New York Appellate Division Rules That Broad Incorporation of Prime Contract Terms Does Not Bind Subcontractor to Arbitration Provision

In Wonder Works Construction Corp. v. R.C. Dolner, Inc.,1 a prime contractor ("Dolner") which attempted to force its subcontractor ("Wonder Works") to arbitrate claims between them on the basis of a broad incorporation by reference of the prime contract's terms—which included an arbitration provision—was prevented from doing so where the subcontract contained no arbitration provision and no express incorporation of the owner-contractor arbitration clause, and where the prime contract itself was inconsistent as to subcontractor arbitrations.

After Wonder Works sued to dismiss the arbitration proceeding, a New York trial court had ruled that the general "flow-down" clause in Wonder Works' subcontract bound Wonder Works to the arbitration process set forth in Dolner's prime contract, and sent the parties to arbitration. Wonder Works appealed, and the New York appellate division overturned the trial court, because under New York law an arbitration agreement must be clear and unequivocal: broad flow-down clauses bind subcontractors only as to scope, quality, character and manner of work to be performed by the subcontractor. Therefore, where the prime contract and subcontract did not clearly express the intent that the subcontractor be bound to arbitration, the general incorporation by reference was insufficient to do so.

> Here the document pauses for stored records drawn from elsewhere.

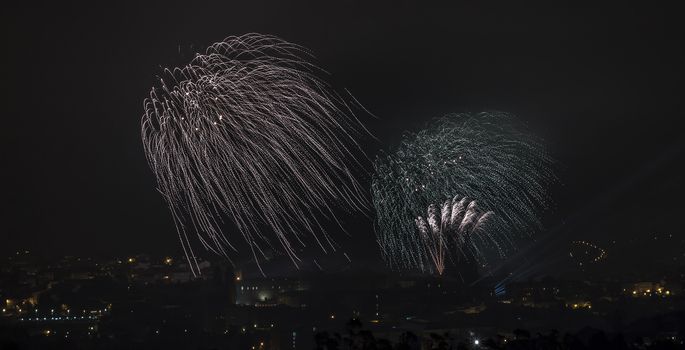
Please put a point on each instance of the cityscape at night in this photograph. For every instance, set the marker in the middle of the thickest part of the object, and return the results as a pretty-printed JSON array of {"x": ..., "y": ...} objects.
[{"x": 390, "y": 175}]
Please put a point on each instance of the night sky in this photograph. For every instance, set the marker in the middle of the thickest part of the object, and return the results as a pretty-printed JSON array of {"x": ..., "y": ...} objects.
[{"x": 604, "y": 87}]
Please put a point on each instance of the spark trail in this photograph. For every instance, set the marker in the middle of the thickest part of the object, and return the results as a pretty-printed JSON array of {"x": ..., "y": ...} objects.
[
  {"x": 249, "y": 132},
  {"x": 487, "y": 157}
]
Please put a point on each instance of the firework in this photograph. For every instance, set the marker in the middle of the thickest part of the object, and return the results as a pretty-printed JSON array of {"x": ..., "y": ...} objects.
[
  {"x": 451, "y": 226},
  {"x": 497, "y": 171},
  {"x": 249, "y": 132}
]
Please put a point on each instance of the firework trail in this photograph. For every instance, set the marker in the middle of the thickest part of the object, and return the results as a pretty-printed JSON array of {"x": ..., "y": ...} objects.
[
  {"x": 485, "y": 157},
  {"x": 248, "y": 131},
  {"x": 451, "y": 226}
]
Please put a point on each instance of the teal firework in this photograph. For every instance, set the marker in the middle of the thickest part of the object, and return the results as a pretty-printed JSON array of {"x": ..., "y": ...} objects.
[{"x": 464, "y": 167}]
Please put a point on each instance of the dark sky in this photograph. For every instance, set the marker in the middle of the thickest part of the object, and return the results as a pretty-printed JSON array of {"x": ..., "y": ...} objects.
[{"x": 603, "y": 85}]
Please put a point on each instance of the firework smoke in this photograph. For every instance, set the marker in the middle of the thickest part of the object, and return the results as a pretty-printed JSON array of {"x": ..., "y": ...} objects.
[
  {"x": 248, "y": 131},
  {"x": 486, "y": 157}
]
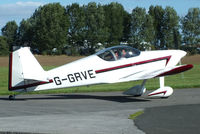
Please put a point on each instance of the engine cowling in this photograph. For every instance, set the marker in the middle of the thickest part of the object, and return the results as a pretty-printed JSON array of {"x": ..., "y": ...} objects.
[{"x": 162, "y": 92}]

The case arose when Dolner received a notice of claim and demand for arbitration from the project's owner, seeking damages for allegedly deficient work. Dolner in turn demanded that its subcontractor Wonder Works be joined to the arbitration as a party. Dolner based its attempt to join Wonder Works to the arbitration on subcontract language that said "with respect to the Work, [subcontractor] agrees to be bound by every term and provision of the Contract documents," and which required Wonder Works "to assume toward [Dolner] all of the duties that [Dolner] has assumed towards [owner]." The subcontract also vested in Dolner "every right and remedy" against Wonder Wall as the prime vested in the owner against Dolner.

Dolner's prime contract included an arbitration clause, but it also had a joinder clause which limited parties who could be joined to those joined by the owner at its sole option. Then, in somewhat contradictory language,, the prime contract also required Dolner's subcontracts to include language which bound the subcontractors to the results of any arbitration between Dolner and the owner, and gave Dolner the right to allow any subcontractor to "participate" in such an arbitration.

While the case involved whether to give binding effect to the flow-down provision in the first instance, its outcome actually rests on the New York law governing arbitration clauses, which states that such clauses must be unambiguous in expressing a clear intent of both parties to arbitrate disputes. Those terms of Dolner's prime contract that addressed arbitration were not clear insofar as they addressed subcontractors. Certain language prohibited joinder except at the owner's sole option, and certain language gave Dolner the right to require any subcontractor to "participate" in an arbitration proceeding but bound subs to the outcome whether or not they participated. So, the court reasoned, the contract terms were too inconsistent elementally to spell out any agreement between Dolner and Wonder Works to arbitrate, even if the flow-down clause were a proper vehicle for expressing such an agreement. Because New York law states that broad incorporation by reference clauses only bind subcontractors to prime contract terms with respect to their work, such a clause, by itself, could not bind a subcontractor to arbitration requirements governing the owner-contractor relationship in the absence of a clear and independent agreement to arbitrate between subcontractor and prime contractor.

The Wonder Works case provides some cautionary guidance to all parties to review each agreement they enter carefully. Casual reliance on standard forms or broad "catch-all" language may well backfire. In New York, it is clear that general contractors cannot rely on broad flow-down clauses to incorporate by reference prime contract dispute resolution provisions into subcontracts. This will require a specific review of every prime contract's disputes process and of standard subcontract language for consistency and to ensure that subcontracts expressly state the means by which the parties will resolve claims.